In his time, he served his country and his community. He took a break from business school at Amherst College to join the Army during World War II, and returned safely, finishing his studies in 1949, with a bachelor’s degree in business.

From there, it was on to the family business, Wilson’s, which George Willis and Robert’s father, R. Stanley Reid, bought from the Wilson family in April of 1929, and the Reids moved from North Adams to be closer to the business. Robert Reid was 3 at the time.

At the landmark department store, Reid did everything from deliveries, to store improvement projects, and clerical work, before taking over as president after his father stepped down in 1960.

Robert Reid ran the store until 1990, when he handed the reins to a third generation, in the person of his son-in-law, Kevin O’Neill.

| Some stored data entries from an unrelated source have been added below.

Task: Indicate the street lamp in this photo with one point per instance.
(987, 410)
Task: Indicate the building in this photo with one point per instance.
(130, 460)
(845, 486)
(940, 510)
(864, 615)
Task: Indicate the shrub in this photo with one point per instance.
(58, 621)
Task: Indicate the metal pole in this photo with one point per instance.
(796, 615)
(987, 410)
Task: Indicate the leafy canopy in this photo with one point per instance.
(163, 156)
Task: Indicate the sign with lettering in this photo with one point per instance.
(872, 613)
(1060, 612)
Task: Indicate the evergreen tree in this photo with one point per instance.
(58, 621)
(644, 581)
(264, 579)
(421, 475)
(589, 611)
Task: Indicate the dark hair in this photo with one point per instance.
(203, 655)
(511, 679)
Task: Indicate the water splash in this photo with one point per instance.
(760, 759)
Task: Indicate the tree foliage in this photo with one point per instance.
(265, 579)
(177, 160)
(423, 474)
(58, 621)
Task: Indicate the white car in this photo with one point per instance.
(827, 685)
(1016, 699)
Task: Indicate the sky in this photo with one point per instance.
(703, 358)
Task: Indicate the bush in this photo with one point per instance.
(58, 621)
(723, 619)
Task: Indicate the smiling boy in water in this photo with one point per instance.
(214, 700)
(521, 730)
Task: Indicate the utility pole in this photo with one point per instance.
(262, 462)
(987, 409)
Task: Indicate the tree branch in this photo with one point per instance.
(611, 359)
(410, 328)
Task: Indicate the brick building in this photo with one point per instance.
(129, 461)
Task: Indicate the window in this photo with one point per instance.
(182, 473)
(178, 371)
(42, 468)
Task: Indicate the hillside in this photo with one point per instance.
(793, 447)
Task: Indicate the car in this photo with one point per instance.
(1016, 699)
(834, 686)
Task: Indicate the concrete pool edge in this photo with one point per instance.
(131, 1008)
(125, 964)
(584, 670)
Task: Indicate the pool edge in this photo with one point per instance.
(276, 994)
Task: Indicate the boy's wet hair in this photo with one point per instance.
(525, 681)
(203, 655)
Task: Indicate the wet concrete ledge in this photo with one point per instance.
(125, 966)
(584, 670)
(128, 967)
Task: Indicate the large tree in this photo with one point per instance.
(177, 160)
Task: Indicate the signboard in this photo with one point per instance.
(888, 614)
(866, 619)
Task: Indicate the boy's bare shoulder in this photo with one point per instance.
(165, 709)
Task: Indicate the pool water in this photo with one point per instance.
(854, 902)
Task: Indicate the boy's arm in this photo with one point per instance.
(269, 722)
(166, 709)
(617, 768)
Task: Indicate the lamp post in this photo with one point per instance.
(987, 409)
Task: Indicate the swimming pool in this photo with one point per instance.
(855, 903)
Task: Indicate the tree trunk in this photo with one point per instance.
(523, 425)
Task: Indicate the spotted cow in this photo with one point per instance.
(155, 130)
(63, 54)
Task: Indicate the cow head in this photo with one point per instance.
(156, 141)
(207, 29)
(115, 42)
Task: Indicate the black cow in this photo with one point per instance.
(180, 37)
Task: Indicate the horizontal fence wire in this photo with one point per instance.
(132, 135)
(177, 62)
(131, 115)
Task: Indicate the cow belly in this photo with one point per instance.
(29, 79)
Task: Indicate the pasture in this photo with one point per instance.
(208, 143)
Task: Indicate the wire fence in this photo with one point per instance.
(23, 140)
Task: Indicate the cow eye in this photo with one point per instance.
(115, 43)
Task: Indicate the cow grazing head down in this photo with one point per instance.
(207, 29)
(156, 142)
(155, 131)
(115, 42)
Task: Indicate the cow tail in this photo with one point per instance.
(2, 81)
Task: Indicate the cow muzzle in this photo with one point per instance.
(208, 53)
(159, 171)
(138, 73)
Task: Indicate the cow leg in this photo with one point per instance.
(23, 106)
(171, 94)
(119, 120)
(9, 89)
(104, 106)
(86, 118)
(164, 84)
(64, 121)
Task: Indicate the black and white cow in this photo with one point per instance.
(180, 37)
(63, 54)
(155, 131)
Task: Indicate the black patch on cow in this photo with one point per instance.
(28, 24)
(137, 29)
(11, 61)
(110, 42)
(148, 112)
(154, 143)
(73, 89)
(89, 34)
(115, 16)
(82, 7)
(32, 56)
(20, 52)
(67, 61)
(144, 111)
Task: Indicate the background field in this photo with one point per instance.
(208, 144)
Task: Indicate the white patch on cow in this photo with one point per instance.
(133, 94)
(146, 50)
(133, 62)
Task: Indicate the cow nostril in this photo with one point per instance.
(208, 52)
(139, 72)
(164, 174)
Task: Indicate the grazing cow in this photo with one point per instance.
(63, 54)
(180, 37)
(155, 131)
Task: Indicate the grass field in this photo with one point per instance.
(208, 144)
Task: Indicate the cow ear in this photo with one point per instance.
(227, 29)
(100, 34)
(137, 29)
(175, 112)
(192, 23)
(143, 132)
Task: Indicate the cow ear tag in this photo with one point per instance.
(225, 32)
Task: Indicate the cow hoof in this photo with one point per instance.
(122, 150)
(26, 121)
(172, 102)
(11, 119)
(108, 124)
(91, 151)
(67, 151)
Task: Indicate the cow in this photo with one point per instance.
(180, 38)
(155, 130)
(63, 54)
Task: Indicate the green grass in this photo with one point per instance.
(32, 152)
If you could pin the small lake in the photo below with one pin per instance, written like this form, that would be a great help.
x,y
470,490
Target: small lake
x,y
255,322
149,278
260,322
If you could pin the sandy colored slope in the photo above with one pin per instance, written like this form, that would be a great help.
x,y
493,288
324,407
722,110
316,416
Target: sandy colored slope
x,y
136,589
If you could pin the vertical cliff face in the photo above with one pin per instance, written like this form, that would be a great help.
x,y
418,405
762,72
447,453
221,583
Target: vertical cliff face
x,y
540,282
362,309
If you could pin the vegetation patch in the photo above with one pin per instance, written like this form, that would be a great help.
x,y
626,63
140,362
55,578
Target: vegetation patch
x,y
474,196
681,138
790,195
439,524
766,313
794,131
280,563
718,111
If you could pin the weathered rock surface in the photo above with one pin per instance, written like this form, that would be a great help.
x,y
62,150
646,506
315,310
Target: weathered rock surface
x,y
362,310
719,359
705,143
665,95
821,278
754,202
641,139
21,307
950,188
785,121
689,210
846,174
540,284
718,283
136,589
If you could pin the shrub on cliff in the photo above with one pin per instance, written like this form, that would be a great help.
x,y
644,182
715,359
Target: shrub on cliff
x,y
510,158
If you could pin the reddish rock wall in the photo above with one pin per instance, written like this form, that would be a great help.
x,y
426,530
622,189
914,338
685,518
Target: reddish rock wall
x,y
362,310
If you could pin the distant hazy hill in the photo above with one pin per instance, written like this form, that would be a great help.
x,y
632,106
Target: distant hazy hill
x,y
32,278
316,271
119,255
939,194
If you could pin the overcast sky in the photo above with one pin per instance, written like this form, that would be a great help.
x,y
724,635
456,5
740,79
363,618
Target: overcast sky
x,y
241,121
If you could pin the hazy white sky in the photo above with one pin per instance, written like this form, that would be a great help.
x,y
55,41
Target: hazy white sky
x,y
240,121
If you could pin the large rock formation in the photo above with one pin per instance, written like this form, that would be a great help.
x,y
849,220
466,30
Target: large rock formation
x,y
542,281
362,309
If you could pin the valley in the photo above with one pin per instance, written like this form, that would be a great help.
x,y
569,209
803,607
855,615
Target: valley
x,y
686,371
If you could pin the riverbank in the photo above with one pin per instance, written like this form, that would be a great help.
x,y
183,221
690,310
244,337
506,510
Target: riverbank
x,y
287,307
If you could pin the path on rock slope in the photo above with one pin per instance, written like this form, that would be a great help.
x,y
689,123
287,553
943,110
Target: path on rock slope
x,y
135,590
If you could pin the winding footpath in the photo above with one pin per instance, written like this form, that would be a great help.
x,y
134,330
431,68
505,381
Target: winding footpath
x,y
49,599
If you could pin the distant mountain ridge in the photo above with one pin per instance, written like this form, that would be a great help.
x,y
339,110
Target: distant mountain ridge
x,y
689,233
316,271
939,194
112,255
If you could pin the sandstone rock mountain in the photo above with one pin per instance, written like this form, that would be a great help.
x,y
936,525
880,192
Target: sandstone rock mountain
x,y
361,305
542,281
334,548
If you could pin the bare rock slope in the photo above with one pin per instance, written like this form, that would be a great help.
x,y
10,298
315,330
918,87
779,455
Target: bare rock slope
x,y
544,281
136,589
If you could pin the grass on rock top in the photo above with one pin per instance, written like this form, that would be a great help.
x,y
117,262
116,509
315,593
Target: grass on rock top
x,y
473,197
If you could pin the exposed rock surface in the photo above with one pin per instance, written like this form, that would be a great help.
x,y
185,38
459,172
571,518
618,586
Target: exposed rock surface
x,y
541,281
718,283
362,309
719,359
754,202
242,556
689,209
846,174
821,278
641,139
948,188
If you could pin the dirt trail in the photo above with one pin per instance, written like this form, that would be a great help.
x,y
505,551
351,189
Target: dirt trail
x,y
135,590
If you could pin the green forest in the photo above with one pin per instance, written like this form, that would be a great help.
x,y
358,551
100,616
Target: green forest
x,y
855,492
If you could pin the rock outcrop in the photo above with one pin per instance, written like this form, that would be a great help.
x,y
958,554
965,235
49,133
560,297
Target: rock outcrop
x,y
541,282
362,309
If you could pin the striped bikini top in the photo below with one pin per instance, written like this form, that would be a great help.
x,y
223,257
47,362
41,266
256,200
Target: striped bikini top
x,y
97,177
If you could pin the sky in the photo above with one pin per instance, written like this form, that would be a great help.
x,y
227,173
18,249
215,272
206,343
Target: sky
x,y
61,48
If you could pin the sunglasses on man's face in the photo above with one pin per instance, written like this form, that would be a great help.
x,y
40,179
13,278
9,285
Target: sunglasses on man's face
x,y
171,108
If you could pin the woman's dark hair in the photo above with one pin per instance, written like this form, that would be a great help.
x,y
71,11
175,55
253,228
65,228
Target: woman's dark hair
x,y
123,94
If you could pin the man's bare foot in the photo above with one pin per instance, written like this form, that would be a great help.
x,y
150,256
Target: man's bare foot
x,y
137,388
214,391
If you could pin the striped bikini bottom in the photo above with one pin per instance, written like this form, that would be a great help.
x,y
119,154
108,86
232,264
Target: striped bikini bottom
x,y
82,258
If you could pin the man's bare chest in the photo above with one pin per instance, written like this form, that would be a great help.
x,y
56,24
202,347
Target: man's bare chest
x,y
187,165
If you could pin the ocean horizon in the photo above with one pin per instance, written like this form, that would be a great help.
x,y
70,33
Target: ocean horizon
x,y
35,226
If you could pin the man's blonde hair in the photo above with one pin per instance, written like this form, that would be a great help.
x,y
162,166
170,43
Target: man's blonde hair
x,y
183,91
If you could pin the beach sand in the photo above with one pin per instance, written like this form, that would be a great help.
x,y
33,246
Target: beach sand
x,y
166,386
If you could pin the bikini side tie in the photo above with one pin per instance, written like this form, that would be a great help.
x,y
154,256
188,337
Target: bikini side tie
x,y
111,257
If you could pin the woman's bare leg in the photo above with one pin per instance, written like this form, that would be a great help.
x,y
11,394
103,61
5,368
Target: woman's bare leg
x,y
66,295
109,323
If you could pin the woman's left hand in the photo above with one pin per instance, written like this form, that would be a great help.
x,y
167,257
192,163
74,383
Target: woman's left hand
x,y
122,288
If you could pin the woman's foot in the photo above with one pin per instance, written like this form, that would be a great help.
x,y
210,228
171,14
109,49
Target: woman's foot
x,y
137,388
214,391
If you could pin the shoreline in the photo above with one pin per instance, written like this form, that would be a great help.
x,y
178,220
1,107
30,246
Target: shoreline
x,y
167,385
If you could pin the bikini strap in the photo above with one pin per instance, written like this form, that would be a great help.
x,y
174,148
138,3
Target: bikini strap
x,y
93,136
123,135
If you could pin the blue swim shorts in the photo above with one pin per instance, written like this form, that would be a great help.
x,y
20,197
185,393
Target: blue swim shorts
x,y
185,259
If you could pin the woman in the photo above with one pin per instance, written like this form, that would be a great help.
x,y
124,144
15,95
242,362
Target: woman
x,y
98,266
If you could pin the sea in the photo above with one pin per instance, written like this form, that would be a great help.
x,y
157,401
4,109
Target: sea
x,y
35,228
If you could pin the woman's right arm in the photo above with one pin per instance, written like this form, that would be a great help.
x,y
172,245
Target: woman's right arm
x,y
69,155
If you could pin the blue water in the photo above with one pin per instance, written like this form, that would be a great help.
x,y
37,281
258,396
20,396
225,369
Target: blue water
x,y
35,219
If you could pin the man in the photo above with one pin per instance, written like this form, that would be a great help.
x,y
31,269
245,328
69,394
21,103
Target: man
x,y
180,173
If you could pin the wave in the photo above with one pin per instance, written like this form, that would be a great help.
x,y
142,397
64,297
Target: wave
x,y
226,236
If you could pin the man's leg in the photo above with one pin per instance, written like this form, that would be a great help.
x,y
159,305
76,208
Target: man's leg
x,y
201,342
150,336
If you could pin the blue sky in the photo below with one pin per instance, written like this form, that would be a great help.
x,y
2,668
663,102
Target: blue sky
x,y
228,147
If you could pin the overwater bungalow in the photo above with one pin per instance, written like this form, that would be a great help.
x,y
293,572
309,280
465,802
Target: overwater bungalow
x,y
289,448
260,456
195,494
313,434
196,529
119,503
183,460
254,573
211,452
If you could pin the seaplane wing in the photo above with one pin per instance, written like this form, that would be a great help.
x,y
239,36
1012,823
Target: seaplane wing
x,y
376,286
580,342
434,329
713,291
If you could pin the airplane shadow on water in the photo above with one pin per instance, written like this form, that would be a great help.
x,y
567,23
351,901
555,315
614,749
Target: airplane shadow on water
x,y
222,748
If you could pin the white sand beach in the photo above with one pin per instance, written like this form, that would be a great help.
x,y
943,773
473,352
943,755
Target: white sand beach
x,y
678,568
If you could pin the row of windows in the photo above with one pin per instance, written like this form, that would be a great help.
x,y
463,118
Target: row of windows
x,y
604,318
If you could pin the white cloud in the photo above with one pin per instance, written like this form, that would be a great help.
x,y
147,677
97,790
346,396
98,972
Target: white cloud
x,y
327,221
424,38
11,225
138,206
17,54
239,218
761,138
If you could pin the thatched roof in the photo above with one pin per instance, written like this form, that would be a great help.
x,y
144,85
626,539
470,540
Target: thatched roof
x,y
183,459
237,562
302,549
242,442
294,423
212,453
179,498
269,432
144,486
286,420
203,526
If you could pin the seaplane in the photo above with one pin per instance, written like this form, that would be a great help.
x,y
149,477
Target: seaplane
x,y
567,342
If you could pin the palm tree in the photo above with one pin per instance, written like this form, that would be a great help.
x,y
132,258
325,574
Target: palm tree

Hamilton also admired Reid’s commitment as a trustee and former president of a local cemetery.

“I remember him the most for his diligent work at the Green River Cemetery,” she said. “As a volunteer, he took on a lot of the care-taking there.”

Fellow trustee William Allen also remembered Reid’s commitment to the cemetery.

“He led the Green River Cemetery through some pretty tough (financial) times, and worked hard at it,” said Allen.

A former director public works for Greenfield, Allen worked with Reid on infrastructure projects, as well. Those included downtown parking, and work to separate the town’s storm drain system from its sewers.

Reid was well-known in the local business community.

“Bob, his wife Marge and I were good friends,” said Frank “Bud” Foster, founder of Foster’s Super Market. “He was a great guy.”

He recalled taking Reid along on a trip to the Boston fish market, where the two were stuck waiting for a pair of swordfish Foster had ordered.

“We waited for three hours on that fish pier,” Foster recalled with a laugh. “He never let me forget it.”

During his time with the YMCA, Reid helped with several large projects, both as president from 1963 to 1965, and as a trustee from 1965 until 2012.

“He was on the Building Committee for the 1970 addition to the Y,” said Sunderland. “Later, he was a major donor for our 1980 addition, and also our 2004 and 2010 additions. It would have been very hard to do those additions without him.”

Sunderland said Reid was one of the YMCA’s biggest financial supporters, always willing to dig deep for special projects, and contributing annual donations to help low-income families send their kids to the YMCA.

He also made contributions to pay back $65,000 that had been borrowed from the YMCA’s endowment by its directors to keep the YMCA above water. The directors weren’t able to fulfill their promise to repay it, so Reid stepped up, said Sunderland.

But Reid’s generosity didn’t stop with the YMCA.

“He was very financially generous to many local organizations, including Greenfield Community College and the hospital,” said Sunderland.

Reid also served on boards at Franklin Medical Center, the United Way, and local banks.

Fellow local businessman Channing L. “Joe” Bete Jr. remembered Reid as a community-minded family man who was always willing to help.

“He was a quiet person, a humble person, who put himself behind the issues of the community,” said Bete. “He would provide direction in a very soft way. It’s a rare quality for a leader, he was wonderful to work with.”

Though many remember Reid for his quiet community involvement, Bete was especially inspired by his home life.

“He was an example to me of how to be a good husband, father, and family man,” he said.

Though Reid is gone, said Bete, his legacy lives on.

“We will all continue to benefit from all that he has done,” he said.

“He was a role model for everyone,” added Sunderland.